Have you ever tried a lifetime Persian ancient spa?
A humble usually brick alcove entrance with a tiled or miniature designed portal leads to an open hall underground with the roof at ground level centered with a small pool. You feel warm under your feet, looking up and around the hall your eyes are tamed with the ornamentation details of colorful tile works and arch walls being painted with epic scenes of Shahnameh, the book of kings. You will be handed a checked design Long, theIranian bath-wrap to cover up and start your venture which involves about heat, sweat, massage and peeling.
Here you are an experience beyond the shower and bathtub!
The Persian bath along with its age-old rituals is an important brand of public hygiene in the history of the world. Way before the Ottoman Empire established the hammams in Turkish Empire, the earliest ruins of bathhouses were found in the ancient capitals in the Iranian plateau as Chogha Zanbil, a world heritage in Khuzestan province. With stating Zoroastrianism as the national religion of Persia in 224 AD, cleanliness became more important in people’s everyday lives. After Islam arrival and converting to Islam in the 7thcentury religion required ritual purification of daily life.
The social life expanded around traditional bathhouses in Iran was reinforced after Islam and reached its climax in the Safavid era. According to the book The Travels of Sir John Chardin, there were 273 public bathhouses only in Isfahan, the capital of Iran during the Safavid era.

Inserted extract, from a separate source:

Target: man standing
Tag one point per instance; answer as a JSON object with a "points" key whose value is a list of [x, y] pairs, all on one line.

To get the idea of how the Persian bath was like back in the time there was no indoor plumping and people would go to the neighborhood bathhouse for bathing, it is essential to mention about the unique architecture and various types of hammams in Iran.
Depending on the location and application, Iranian bathhouses were divided into two main categories of private and public. Based on the bath construction of the public bathhouses there are individual and twin public bathhouses feature either separate times for men and women during the day or separated spaces to be used parallel by different genders.